As depicted throughout the previous sections of this Neurowiki, Borderline Personality Disorder presents with extreme intensities in emotional states. These patients have challenges with interpersonal relationships, react impulsively, and demonstrate behaviors that are detrimental to themselves, and often times to their loved ones[1]. Crucial to finding a way to best help these patients, however, is first considering the development of this disorder.

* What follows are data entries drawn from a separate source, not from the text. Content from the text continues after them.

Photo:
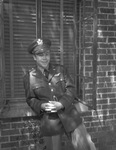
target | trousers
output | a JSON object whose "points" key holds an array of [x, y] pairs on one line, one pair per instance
{"points": [[79, 138]]}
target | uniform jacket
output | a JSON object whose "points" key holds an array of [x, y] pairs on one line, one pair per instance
{"points": [[57, 86]]}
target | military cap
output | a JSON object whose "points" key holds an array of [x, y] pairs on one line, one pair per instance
{"points": [[40, 45]]}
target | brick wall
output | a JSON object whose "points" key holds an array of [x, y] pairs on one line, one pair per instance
{"points": [[101, 124]]}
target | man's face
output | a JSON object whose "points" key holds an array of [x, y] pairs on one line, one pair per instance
{"points": [[42, 59]]}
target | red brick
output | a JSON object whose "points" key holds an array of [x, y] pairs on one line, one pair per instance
{"points": [[4, 139], [8, 145], [9, 132]]}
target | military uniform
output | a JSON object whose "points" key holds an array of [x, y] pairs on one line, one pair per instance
{"points": [[54, 84], [57, 86]]}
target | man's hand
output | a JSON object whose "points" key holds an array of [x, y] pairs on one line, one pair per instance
{"points": [[57, 105], [52, 106], [48, 107]]}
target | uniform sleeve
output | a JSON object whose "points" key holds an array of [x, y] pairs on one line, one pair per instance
{"points": [[31, 98], [69, 94]]}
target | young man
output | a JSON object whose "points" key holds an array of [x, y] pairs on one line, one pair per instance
{"points": [[50, 92]]}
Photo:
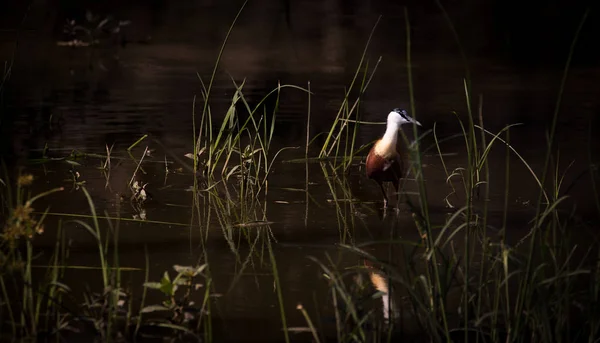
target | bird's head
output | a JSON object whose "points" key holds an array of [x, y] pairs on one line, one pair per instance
{"points": [[399, 116]]}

To the extent that they can, researchers have been studying adolescents who present with symptomatic resemblance to BPD, or those who have actually been recently diagnosed with BPD. Due to a wide array of conflicting evidence, a true developmental profile for the disease is difficult to depict, particularly in terms of the neuroanatomical background of this disorder. In today’s research, brain imaging techniques such as MRIs and fMRIs (fMRIs only really completed on adults)[2] among several other techniques have been extremely popular in understanding of this disorder, and have identified various volume abnormalities, several of which seem to be somewhat contradictory of one another[1]. Hyper and hypoactivity of various limbic – as well as a number of other neuroanatomical structures – structures, volume variations within structures, and much more will be discussed to depict the neuro-development of this disorder. Further, current research additionally indicates that the development of this disorder does not cease at a neurological cause. Genetic associations and environmental influences perhaps occurring throughout childhood largely contribute to the onset of this disorder[3]. The first step to finding the ideal cause, and ultimately treatment, of this disorder is to understand its development, and here will be presented a wide array of research completed to provide an accurate and detailed account of said development of BPD as recognized by researchers today.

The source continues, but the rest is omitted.